(ITS#7971) LMDB: Uncarefully appointment when beginning a readonly txn. - openldap-bugs

17 Oct 2014

Full_Name: Leonid Yuriev
Version: 2.4.40
OS: RHEL7
URL: ftp://ftp.openldap.org/incoming/
Submission from: (NULL) (31.130.36.33)
In continue of ITS#7969 and ITS#7970.
An additional pages may be allocated unreasonable from map. Also the
MDB_MAP_FULL error may returned while the space is really available.
As we can see on lines 2500-2550 of mdb.c the field mr_txnid updated after the
mr_pid, which is also is a flag of that reader's slot is occupied and other
fields are valid, e.g. it is:
ti->mti_readers[i].mr_pid = pid;	/* setup reader's pid, and indicate that other
fields is valid. /
ti->mti_readers[i].mr_tid = tid; 	/* setup reader's thread id. */
...						/* do a little bit of something. /
r->mr_txnid = ti->mti_txnid;		/ * update a "detent" for reclaiming.  */
The problem is that not all cases, the value mr_txnid correctly before being
updated, but will be counted immediately after setup pid in reader's slot. Valid
value for mr_txnid can be any number not less than the last transaction to now.
We can easily verify that the MRC may be incorrect adding mdb_eassert(env,
r->mr_txnid >= ti->mti_txnid) after updating mti_numreaders.
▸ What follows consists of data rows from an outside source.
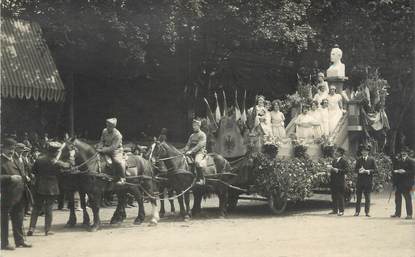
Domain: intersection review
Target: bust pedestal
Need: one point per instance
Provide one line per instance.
(337, 82)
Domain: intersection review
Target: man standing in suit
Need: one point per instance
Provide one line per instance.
(338, 170)
(46, 170)
(365, 168)
(12, 197)
(403, 180)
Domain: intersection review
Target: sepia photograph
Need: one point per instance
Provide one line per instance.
(207, 128)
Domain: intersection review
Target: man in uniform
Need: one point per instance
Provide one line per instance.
(338, 170)
(365, 168)
(21, 158)
(12, 197)
(196, 147)
(403, 180)
(46, 170)
(111, 145)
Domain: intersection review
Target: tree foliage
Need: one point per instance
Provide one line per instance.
(200, 46)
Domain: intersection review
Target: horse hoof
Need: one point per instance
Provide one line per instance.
(117, 222)
(138, 222)
(86, 225)
(70, 225)
(93, 229)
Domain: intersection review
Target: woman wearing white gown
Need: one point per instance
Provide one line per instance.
(335, 108)
(315, 114)
(324, 117)
(277, 121)
(304, 125)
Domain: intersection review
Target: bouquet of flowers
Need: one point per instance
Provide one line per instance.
(293, 177)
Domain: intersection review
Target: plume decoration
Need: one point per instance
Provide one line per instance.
(218, 116)
(210, 118)
(225, 104)
(243, 114)
(237, 110)
(251, 119)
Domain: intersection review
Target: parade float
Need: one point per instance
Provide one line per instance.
(278, 170)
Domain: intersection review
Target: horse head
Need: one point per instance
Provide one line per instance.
(83, 154)
(172, 157)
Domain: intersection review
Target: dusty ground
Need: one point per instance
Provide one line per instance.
(305, 230)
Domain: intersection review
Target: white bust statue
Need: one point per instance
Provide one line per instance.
(337, 68)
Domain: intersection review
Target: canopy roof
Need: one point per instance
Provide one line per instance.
(27, 68)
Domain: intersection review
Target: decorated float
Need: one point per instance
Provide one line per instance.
(290, 165)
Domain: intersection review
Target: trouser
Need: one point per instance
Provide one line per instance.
(16, 214)
(200, 164)
(41, 201)
(359, 193)
(337, 197)
(118, 165)
(398, 201)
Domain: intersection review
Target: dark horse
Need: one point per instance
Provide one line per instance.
(181, 179)
(91, 179)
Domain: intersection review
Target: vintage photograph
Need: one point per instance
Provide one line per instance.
(207, 128)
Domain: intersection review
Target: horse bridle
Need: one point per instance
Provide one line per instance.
(183, 156)
(92, 158)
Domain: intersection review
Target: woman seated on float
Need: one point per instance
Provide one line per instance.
(305, 124)
(277, 121)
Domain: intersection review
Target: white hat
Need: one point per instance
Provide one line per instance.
(198, 122)
(112, 121)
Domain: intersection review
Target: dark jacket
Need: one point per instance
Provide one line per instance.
(337, 179)
(46, 172)
(404, 181)
(12, 192)
(364, 181)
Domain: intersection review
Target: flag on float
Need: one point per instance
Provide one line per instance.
(237, 110)
(225, 104)
(252, 119)
(243, 114)
(210, 119)
(218, 116)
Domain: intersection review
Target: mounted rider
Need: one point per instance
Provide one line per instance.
(196, 147)
(111, 146)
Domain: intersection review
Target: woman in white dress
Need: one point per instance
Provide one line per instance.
(335, 108)
(277, 121)
(304, 125)
(315, 114)
(324, 117)
(322, 89)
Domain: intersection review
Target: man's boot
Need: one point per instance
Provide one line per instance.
(199, 175)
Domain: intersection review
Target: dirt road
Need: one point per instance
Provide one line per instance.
(305, 230)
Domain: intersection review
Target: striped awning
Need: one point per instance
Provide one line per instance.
(27, 68)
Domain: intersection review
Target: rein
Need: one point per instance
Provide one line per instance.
(86, 162)
(172, 157)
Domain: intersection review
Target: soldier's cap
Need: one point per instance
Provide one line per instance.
(260, 97)
(365, 148)
(198, 122)
(54, 146)
(405, 149)
(112, 121)
(340, 150)
(9, 142)
(22, 147)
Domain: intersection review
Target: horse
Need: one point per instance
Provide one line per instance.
(181, 178)
(91, 180)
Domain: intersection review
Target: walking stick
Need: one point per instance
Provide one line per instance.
(390, 195)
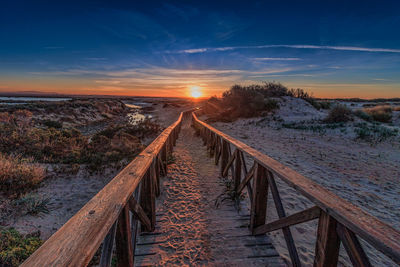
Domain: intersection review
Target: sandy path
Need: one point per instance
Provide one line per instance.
(364, 175)
(190, 230)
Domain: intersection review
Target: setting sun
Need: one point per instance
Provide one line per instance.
(195, 91)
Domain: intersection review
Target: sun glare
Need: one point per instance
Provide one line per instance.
(195, 91)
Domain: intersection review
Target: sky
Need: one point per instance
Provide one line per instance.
(167, 48)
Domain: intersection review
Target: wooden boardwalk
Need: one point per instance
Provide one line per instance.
(190, 229)
(181, 225)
diff --git a/libraries/liblmdb/mdb.c b/libraries/liblmdb/mdb.c
index 262373e..f2ed653 100644
--- a/libraries/liblmdb/mdb.c
+++ b/libraries/liblmdb/mdb.c
@@ -2522,6 +2522,7 @@ mdb_txn_renew0(MDB_txn *txn)
    				return rc;
    			}
    	%%7}
+			mdb_eassert(env, r->mr_txnid >= ti->mti_txnid);
do	/* ITS# */
    			r->mr_txnid = ti->mti_txnid;
And then by 'make test' got:
#2  0x0000000000403722 in mdb_assert_fail (env=env@entry=0x134e010,
expr_txt=expr_txt@entry=0x40fd14 "r->mr_txnid >= ti->mti_txnid",
func=func@entry=0x41067f <__FUNCTION__.7150> "mdb_txn_renew0", 
    line=line@entry=2525, file=0x40fd08 "mdb.c") at mdb.c:1347
        buf = "mdb.c:2525: Assertion 'r->mr_txnid >= ti->mti_txnid' failed in
mdb_txn_renew0()\000\000\000\000\000\000\000\000\000
\025\063\337\273\177\000\000\360\360\316\367\377\177\000\000\340\360\316\367\377\177\000\000\236,]\242\000\000\000\000x\n@\000\000\000\000\000\377\377\377\377\000\000\000\000\002\000\000\000\000\000\000\000\320\016C3C357\336\273\177\000\000\310\344\062\337\273\177\000\000\001\000\000\000\000\000\000\000\003",
'\000' <repeats 15 times>,
"M\000\000\000\000\000\000\000\003\000\000\000\000\000\000\000\016\000\000\000\000\000\000\000"...
#3  0x0000000000403de8 in mdb_txn_renew0 (txn=txn@entry=0x134e210) at
mdb.c:2525
        r = 0x7fbbdf32b080
        env = 0x134e010
        ti = 0x7fbbdf32b000
        meta = <optimised out>
        i = <optimised out>
        nr = <optimised out>
        x = <optimised out>
        rc = <optimised out>
        new_notls = 0
        __FUNCTION__ = "mdb_txn_renew0"
#4  0x00000000004045b8 in mdb_txn_begin (env=0x134e010, parent=parent@entry=0x0,
flags=flags@entry=131072, ret=ret@entry=0x7ffff7cef2f0) at mdb.c:2706
        txn = 0x134e210
        ntxn = <optimised out>
        rc = <optimised out>
        size = <optimised out>
        tsize = 136
There is a possibility that the writer will call mdb_page_alloc() while the
value of mr is wrong. In such case it is possible then reclaiming couldn't be
done and a new page will be allocated from the map. But also possible the
MDB_MAP_FULL error.
Thus, because of this bug additional pages may be allocated unreasonable, and
the MDB_MAP_FULL error may happen while the space is available.